Abstract

The involvement of the small GTPase Arf6 in Rac activation, cell migration, and cancer invasiveness suggests that it is activated in a spatially and temporally regulated manner. Small GTPase activation has been imaged in cells using probes in which the GTPase and a fragment of a downstream effector protein are fused to fluorescent reporter proteins that constitute a fluorescence resonance energy transfer (FRET) donor/acceptor pair. Unlike other Ras family GTPases, the N terminus of Arf6 is critical for membrane targeting and, thus, cannot be modified by fusion to a fluorescent protein.

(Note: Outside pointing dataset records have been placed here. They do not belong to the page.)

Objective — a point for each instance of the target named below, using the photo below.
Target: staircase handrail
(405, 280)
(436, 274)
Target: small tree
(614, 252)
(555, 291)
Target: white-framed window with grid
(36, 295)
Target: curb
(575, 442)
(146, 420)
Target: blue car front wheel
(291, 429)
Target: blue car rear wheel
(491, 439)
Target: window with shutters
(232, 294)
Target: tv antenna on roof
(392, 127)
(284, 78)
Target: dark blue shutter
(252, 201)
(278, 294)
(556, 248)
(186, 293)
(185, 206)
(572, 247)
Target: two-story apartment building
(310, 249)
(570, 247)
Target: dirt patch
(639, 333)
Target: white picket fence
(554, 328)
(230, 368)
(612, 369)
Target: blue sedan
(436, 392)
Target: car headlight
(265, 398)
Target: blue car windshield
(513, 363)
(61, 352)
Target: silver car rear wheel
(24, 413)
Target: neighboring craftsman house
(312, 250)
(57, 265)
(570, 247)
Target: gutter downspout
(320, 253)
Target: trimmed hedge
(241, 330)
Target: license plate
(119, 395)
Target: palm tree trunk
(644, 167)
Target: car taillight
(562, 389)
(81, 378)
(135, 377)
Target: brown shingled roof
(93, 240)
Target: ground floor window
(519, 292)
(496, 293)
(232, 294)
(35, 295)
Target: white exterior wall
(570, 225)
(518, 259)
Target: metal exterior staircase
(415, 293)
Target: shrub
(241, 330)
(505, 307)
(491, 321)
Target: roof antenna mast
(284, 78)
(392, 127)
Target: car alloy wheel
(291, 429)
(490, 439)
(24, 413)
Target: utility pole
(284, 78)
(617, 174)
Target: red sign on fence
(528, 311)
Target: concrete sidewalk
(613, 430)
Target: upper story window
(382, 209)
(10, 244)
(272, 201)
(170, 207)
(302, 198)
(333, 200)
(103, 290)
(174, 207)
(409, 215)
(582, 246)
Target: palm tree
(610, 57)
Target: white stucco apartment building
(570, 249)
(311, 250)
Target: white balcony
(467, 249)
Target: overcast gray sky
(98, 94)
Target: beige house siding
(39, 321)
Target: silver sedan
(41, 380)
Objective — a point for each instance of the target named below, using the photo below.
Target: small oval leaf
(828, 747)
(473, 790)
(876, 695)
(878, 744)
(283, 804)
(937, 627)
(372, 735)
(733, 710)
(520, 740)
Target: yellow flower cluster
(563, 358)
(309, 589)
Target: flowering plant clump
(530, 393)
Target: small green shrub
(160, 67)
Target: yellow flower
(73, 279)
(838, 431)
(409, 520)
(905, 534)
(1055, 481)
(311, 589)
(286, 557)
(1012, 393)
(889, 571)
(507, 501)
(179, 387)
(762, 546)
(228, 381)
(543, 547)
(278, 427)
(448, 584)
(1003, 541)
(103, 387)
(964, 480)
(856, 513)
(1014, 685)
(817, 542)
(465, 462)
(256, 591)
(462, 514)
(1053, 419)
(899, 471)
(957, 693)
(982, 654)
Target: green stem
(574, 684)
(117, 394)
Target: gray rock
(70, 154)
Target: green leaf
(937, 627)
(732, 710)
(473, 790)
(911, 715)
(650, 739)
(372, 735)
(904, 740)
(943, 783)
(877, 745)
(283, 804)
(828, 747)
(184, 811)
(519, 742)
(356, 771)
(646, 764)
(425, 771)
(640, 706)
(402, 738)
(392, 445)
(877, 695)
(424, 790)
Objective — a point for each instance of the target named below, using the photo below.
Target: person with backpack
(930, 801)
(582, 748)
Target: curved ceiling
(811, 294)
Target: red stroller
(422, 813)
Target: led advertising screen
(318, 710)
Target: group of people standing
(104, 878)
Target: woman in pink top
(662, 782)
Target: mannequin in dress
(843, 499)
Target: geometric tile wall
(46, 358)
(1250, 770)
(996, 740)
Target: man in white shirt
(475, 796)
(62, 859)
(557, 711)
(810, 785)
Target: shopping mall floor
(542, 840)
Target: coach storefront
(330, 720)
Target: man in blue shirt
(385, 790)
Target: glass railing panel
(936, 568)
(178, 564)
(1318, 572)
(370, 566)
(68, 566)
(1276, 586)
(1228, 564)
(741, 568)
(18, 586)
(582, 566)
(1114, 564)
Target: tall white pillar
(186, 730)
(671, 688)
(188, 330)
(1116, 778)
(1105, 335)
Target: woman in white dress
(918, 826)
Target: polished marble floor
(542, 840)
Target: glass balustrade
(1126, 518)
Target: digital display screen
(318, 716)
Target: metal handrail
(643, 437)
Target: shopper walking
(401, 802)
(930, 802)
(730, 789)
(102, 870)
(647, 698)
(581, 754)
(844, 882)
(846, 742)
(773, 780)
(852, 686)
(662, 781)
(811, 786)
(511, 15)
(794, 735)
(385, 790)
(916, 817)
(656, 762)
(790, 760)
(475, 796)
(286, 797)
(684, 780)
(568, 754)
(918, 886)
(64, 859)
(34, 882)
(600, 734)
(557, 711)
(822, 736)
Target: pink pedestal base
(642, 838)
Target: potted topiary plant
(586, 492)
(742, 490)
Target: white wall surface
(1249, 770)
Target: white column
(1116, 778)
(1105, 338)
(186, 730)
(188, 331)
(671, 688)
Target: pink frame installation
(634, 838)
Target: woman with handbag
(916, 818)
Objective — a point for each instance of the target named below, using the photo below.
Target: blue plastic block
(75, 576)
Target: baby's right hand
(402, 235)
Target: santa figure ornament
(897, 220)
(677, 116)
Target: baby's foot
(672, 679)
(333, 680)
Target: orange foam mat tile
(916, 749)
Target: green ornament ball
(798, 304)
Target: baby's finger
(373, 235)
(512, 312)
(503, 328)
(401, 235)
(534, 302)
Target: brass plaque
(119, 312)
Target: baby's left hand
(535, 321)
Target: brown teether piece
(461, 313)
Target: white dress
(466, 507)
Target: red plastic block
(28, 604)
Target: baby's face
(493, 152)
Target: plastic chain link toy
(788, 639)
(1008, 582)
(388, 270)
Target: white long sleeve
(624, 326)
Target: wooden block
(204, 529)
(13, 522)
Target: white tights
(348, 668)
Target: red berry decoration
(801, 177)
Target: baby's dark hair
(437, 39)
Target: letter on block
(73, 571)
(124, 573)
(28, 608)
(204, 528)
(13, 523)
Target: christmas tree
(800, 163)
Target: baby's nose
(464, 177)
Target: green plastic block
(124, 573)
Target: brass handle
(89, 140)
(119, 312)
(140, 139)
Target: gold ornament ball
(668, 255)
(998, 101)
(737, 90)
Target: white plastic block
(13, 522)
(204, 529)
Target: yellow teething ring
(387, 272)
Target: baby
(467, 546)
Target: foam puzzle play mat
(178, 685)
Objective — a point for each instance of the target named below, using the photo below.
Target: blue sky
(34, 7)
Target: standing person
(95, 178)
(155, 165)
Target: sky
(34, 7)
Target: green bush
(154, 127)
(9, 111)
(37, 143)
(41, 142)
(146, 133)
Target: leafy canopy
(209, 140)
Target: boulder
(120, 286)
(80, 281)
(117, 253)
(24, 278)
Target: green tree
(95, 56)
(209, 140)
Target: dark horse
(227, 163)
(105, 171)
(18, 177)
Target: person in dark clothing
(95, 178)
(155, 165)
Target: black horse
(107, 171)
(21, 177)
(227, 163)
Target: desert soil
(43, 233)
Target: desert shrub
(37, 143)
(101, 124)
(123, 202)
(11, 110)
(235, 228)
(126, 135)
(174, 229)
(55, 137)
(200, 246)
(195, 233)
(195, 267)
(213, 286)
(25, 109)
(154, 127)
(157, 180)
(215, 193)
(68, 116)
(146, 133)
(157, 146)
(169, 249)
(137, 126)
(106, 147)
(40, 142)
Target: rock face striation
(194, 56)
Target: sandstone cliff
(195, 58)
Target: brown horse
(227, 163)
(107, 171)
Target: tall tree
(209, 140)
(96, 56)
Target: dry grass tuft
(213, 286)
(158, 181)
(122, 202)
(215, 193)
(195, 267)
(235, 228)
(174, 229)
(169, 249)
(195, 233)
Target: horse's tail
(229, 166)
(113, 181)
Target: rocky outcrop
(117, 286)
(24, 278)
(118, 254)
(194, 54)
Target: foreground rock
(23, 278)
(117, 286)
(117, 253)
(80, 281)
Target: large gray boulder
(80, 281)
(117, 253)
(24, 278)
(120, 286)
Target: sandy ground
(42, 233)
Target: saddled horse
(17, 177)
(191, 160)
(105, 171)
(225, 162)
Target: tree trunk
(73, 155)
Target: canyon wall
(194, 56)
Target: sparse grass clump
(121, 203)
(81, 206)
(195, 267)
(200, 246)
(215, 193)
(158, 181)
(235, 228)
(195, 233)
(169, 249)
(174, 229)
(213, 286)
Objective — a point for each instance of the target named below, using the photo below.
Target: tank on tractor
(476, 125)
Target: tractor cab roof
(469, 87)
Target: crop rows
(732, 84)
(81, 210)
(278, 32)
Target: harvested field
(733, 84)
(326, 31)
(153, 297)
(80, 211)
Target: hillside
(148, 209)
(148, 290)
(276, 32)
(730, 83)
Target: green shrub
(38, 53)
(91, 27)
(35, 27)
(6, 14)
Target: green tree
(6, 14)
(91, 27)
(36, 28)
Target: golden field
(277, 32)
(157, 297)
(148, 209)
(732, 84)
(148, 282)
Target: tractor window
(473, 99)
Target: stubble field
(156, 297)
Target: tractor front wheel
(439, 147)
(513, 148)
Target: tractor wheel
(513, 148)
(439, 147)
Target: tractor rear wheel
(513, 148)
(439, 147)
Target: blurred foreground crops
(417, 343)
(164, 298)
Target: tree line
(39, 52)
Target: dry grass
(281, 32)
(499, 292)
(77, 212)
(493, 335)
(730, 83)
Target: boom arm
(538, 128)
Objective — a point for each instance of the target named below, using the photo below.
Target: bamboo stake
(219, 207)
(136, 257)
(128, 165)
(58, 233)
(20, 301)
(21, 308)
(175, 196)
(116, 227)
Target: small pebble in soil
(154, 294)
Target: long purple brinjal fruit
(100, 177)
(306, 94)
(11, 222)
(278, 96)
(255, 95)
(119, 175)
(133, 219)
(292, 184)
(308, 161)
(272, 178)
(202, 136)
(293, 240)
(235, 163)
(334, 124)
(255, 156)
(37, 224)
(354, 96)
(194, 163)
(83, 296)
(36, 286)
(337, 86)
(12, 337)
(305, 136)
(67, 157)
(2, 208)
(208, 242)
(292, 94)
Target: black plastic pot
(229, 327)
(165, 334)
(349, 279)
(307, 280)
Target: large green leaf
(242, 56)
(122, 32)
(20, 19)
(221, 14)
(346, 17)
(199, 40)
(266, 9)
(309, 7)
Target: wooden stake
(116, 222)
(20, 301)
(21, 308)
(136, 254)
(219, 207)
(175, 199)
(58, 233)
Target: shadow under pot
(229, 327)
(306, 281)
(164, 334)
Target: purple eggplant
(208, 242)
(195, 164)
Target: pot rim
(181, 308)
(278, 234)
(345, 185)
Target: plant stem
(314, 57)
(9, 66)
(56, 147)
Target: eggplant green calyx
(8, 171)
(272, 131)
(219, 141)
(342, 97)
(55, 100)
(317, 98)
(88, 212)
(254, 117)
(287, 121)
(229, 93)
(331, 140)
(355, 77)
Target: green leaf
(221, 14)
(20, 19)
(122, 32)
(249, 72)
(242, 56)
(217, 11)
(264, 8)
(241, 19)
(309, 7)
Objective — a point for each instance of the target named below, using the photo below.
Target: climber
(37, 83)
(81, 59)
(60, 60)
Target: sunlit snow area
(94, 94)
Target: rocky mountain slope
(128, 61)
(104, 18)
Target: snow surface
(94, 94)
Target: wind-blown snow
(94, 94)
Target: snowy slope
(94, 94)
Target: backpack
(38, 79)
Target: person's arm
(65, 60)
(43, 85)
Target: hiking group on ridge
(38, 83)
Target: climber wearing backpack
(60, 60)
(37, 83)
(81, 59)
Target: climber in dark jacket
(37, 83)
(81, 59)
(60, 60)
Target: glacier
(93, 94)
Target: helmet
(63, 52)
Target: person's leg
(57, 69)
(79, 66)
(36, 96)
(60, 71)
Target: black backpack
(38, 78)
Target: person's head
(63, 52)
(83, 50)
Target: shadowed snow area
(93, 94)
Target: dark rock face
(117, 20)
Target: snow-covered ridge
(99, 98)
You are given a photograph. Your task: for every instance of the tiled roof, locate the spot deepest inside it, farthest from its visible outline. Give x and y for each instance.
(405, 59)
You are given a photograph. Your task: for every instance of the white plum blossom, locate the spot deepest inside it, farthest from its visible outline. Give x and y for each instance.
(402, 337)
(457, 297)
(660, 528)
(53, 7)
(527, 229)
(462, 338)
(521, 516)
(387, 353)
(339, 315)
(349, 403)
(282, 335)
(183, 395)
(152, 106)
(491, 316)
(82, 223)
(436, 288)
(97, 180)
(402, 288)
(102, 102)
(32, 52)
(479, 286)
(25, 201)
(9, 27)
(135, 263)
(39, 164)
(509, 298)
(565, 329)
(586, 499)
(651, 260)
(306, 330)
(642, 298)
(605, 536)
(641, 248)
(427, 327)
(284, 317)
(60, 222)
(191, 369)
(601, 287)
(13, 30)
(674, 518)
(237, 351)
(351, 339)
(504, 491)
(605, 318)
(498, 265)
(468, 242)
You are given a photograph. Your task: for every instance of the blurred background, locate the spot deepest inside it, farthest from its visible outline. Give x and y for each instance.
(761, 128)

We found that the previously described C-terminal green fluorescent protein (GFP) derivative also shows diminished membrane targeting. Therefore, we inserted a fluorescent protein into an inert loop within the Arf6 sequence. This fusion showed normal membrane targeting, nucleotide-dependent interaction with the downstream effector GGA3, and normal regulation by a GTPase-activating protein (GAP) and a guanine nucleotide exchange factor (GEF). Using the recently developed CyPET/YPET fluorescent proteins as a FRET pair, we found that Arf6-CyPET underwent efficient energy transfer when bound to YPET-GGA3 effector domain in intact cells. The addition of platelet-derived growth factor (PDGF) to fibroblasts triggered a rapid and transient increase in FRET, indicative of Arf6 activation. These reagents should be useful for investigations of Arf6 activation and function.